Se construyeron así numerosos castillos entre la cordillera Cantábrica y el Duero (Luna, Alba, Gordón, La Valcueya), pero también se aprovechó para construir fortalezas en la línea costera asturiana (Castrillón, San Martín), en las principales líneas de comunicación del reino (Curiel, Tudela) y diversas edificaciones defensivas en la propia capital del reino, Oviedo.

Además, el desplazamiento hacia el sur de la línea fronteriza del reino estuvo marcado por la construcción de diferentes castillos a lo largo de la misma: Zamora y Toro en la ribera del Duero; Simancas y Dueñas en la del Pisuerga; y en el pujante condado de Castilla, al mando de su segundo conde Diego, se acometió la repoblación de los Campos Góticos y Ubierna (882). En el este, para evitar nuevas incursiones, encargó a don Diego la construcción de una fortaleza en un cerro junto al río Arlanzón. Esa fortaleza, fundada en el año 884, sería la futura capital de Castilla y la llamarían Burgos.

Alfonso III también aprovechó la tregua para apuntalar la organización administrativa y religiosa del reino, restaurando diversas sedes episcopales de la época visigoda ya en terreno conquistado. En palabras de Ruiz de la Peña Solar: «El Rey Magno lleva a cabo una política de encumbramiento eclesiástico y administrativo que manifiestan la restauración de sedes episcopales y el reforzamiento del patronato de Santiago, la creación, con frecuencia sobre establecimientos preexistentes, de una primera red de centros protourbanos con una clara función político-militar, la erección o consolidación de centros monásticos».

EDF0A62C-F6A4-415F-9C59-AA9FDF4698BD– Por su parte, Alfredo tomó las medidas pertinentes para mejorar la situación de su reino contra nuevas incursiones mediante el establecimiento de una cadena de ciudades fortificadas que garantizaran que ninguno de sus súbditos se encontrara a más de 30 kilómetros de un lugar en el que refugiarse. Muchas de estas ciudades se ubicaban sobre antiguos asentamientos de la Edad de Bronce o de la época romana. También acometió la construcción de una flota de barcos para defender sus costas de las temidas naves escandinavas. Completó la preparación militar de su reino con el establecimiento de un sistema de comunicación mediante atalayas que permitiera dar la alarma rápidamente en caso de ataque.
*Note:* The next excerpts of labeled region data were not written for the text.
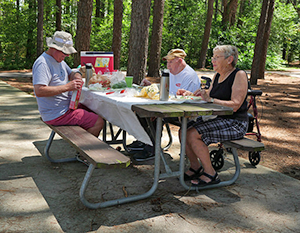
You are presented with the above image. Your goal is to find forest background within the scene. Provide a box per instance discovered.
[0,0,300,84]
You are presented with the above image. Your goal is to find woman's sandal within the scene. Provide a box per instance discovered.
[184,166,204,181]
[192,172,221,187]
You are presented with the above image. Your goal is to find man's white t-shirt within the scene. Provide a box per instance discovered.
[32,52,72,121]
[169,65,200,95]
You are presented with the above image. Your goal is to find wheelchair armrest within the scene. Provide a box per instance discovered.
[247,89,262,96]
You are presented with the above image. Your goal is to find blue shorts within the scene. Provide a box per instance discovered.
[187,117,248,146]
[45,104,99,130]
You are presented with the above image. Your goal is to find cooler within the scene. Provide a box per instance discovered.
[80,51,114,74]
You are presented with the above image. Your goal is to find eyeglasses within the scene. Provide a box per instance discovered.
[211,56,225,61]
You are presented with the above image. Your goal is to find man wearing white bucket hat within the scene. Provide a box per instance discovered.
[32,31,104,137]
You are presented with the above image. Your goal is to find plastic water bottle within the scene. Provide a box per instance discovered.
[104,65,110,74]
[85,63,93,87]
[159,72,169,101]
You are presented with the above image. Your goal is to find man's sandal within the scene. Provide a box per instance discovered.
[192,172,221,187]
[184,166,204,181]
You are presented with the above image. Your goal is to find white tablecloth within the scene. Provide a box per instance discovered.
[80,87,178,145]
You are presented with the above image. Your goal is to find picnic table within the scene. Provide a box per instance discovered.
[80,87,233,208]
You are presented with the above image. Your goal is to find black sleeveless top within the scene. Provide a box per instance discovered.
[209,68,248,121]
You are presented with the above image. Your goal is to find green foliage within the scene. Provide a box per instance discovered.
[0,0,300,69]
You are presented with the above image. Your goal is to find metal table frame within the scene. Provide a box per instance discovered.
[79,105,240,209]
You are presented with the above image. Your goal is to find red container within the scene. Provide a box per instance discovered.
[80,51,114,74]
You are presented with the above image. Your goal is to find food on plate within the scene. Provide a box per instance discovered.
[111,81,127,89]
[175,95,202,100]
[136,83,159,99]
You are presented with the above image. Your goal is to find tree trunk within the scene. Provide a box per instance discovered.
[112,0,123,70]
[95,0,104,19]
[148,0,165,77]
[36,0,44,57]
[127,0,151,83]
[250,0,275,85]
[26,0,36,67]
[55,0,61,31]
[74,0,93,67]
[198,0,214,68]
[222,0,238,30]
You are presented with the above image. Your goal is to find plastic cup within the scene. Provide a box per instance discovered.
[125,76,133,87]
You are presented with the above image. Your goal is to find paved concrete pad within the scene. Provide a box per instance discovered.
[0,75,300,233]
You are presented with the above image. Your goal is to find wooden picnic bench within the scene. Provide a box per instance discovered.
[40,120,130,209]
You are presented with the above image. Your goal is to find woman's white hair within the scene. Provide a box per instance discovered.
[213,45,239,67]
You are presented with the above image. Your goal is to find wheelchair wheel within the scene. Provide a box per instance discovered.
[249,151,260,166]
[209,149,224,171]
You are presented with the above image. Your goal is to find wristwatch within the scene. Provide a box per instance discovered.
[75,70,82,76]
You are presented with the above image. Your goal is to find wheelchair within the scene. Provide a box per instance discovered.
[209,77,262,171]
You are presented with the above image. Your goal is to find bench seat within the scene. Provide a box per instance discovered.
[47,124,130,168]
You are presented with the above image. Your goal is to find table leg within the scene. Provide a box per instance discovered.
[79,118,162,209]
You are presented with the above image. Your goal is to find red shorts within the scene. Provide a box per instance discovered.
[45,104,99,130]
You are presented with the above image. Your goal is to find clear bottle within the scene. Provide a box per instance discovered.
[159,71,169,101]
[104,65,110,75]
[85,63,93,87]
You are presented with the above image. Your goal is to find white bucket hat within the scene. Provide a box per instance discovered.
[46,31,77,54]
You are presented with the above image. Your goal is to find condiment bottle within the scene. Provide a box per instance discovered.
[85,63,93,87]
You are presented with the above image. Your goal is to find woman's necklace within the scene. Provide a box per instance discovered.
[219,67,235,82]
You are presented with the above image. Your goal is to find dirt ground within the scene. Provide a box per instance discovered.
[0,70,300,180]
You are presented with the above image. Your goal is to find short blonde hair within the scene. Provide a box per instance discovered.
[213,45,239,67]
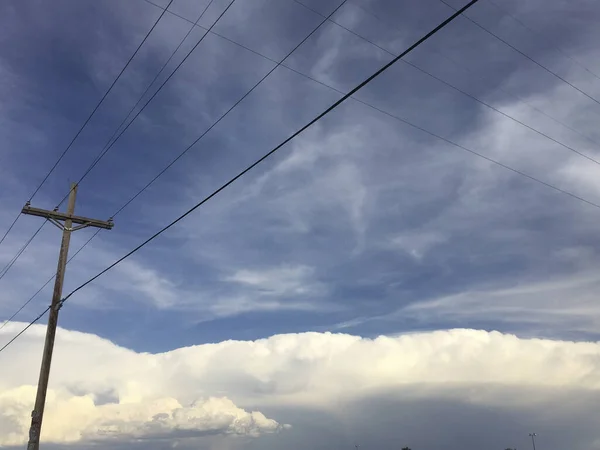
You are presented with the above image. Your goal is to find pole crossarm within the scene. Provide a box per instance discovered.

7.- Sentido religioso. Para ambos monarcas, la religión constituyó un elemento esencial dentro del gobierno de sus respectivos reinos. No solo porque sus creencias religiosas estuvieran muy arraigadas, que también, sino porque al tratarse de reinos cristianos enfrentados a enemigos que practicaban otras religiones pero en cuyos dominios residían numerosos cristianos se trataba de un arma política formidable.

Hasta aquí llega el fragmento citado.